Different Coffee Brewing Methods

To find the commercial coffeemaker right for you, click the blog header. This article discusses coffee brewing techniques.

Second only to water, coffee is the most consumed beverage in the world. Its appeal lies in its taste, smell, and caffeine. Today, Bunn commercial coffee brewers are the most mainstream brand, and the company distributes its products globally. One of the main differences between commercial coffeemakers and home brewers is yield. For instance, some Bunn satellite models can produce over 18 gallons of coffee per hour. Commercial coffeemakers are ideal for busy locations, such as hospitals, airports, university cafeterias, offices, and hotels. However, some coffee enthusiasts purchase commercial-grade equipment for personal use, making the appliances even more versatile. Despite the end use, coffee’s taste is largely dependent on the brewing method employed.

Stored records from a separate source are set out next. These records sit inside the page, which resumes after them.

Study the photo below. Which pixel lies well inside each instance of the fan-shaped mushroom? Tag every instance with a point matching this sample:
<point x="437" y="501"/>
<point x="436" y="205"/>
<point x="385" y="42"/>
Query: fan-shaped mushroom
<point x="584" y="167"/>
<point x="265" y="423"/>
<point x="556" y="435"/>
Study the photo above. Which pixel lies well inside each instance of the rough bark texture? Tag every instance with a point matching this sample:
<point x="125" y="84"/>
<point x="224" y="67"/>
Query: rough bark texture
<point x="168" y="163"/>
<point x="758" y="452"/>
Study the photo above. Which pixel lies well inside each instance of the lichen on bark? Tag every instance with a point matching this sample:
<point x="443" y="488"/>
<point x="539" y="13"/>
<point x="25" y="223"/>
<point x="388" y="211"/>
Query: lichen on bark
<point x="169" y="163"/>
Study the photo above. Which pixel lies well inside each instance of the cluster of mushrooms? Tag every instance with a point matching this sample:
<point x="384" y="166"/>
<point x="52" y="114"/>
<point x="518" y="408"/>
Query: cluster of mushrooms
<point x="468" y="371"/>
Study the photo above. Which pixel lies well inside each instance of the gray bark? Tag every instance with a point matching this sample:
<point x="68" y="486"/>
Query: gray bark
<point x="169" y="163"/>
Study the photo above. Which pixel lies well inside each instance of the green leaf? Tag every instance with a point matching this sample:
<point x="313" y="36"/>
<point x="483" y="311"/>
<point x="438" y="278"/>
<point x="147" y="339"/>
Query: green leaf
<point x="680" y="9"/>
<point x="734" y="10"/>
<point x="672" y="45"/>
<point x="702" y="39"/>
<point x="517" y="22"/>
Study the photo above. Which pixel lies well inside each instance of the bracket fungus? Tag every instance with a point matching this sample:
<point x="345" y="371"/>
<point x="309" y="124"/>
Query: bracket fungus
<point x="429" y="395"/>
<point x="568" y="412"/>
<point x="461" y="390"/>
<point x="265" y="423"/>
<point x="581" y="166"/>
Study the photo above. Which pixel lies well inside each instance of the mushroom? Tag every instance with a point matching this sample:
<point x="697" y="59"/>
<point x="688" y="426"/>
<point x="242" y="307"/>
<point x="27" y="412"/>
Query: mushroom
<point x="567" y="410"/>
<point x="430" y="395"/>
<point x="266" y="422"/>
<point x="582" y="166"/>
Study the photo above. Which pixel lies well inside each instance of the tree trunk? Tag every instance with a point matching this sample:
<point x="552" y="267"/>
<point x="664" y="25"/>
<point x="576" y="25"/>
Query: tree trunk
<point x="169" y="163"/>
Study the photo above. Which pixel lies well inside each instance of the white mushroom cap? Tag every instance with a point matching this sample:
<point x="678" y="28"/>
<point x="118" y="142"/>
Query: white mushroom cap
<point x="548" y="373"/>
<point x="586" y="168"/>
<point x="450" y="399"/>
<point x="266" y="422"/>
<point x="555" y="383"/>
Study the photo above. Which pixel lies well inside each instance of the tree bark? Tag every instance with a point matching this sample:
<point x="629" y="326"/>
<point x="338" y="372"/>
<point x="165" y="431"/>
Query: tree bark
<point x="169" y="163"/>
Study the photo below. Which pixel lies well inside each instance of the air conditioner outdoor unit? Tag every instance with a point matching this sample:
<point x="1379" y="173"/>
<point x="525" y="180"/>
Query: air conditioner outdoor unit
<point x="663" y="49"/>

There are three main coffee brewing methods: boiled, seeped, and pressurized.

Boiling coffee, the earliest method for coffee preparation, originated in Turkey. In this method, coffee beans are first ground into a fine powder. Next, the coffee powder is placed in a Turkish cezve, or pot, and water is added. The concoction is brought to a boil, and then immediately removed from the heat. The end result is relatively strong coffee, and the drink contains a foamy layer on the top. However, a residue settles on the bottom of the coffee cup, which is not intended for consumption.

Seeping is probably the most widely-used coffee preparation method. This process is used by automatic coffeemakers and coffee percolators, which use gravity to produce the beverage. In automatic coffee brewers, hot water drips onto coffee grounds, which are contained in a filter typically made of plastic, paper, or metal. The filter allows water to seep through the grounds, extracting coffee oils and flavor. The coffee drips through the grinds and filters into a pot, and the filter contain the excess grinds. Coffee percolators use boiling water and pressure to force water into a chamber above the filter. Like automatic coffeemakers, water then seeps through the coffee grounds. The process continues until the heat is removed, which is usually regulated by a timer or internal thermostat that automatically powers down the heater when the pot reaches the desired temperature.

The pressurized method is commonly employed by espresso machines. For such preparation, hot pressurized water is forced through the coffee grounds. This high pressure, espresso brewing results in a much more concentrated product. For instance, the concentration may be up to 15 times more than the water to coffee ratio in gravity techniques. Properly prepared espressos are characterized by a reddish brown foam, referred to as crema, which floats on the surface of the beverage.

To brew the perfect blend in a drip coffeemaker, consider the following tips:

  • Considering purchasing a coffee grinder, which adds flavor to the brew.
  • Purchase high-quality coffee.
  • Ensure the cleanliness of your coffeemaker and equipment.
  • Use disposable filters, such as paper.
  • Use the proper quantity of coffee. Oftentimes, people use too little coffee.
  • Pour fresh water into the machine.
  • After brewing, promptly remove the coffee pot from the brewing plate.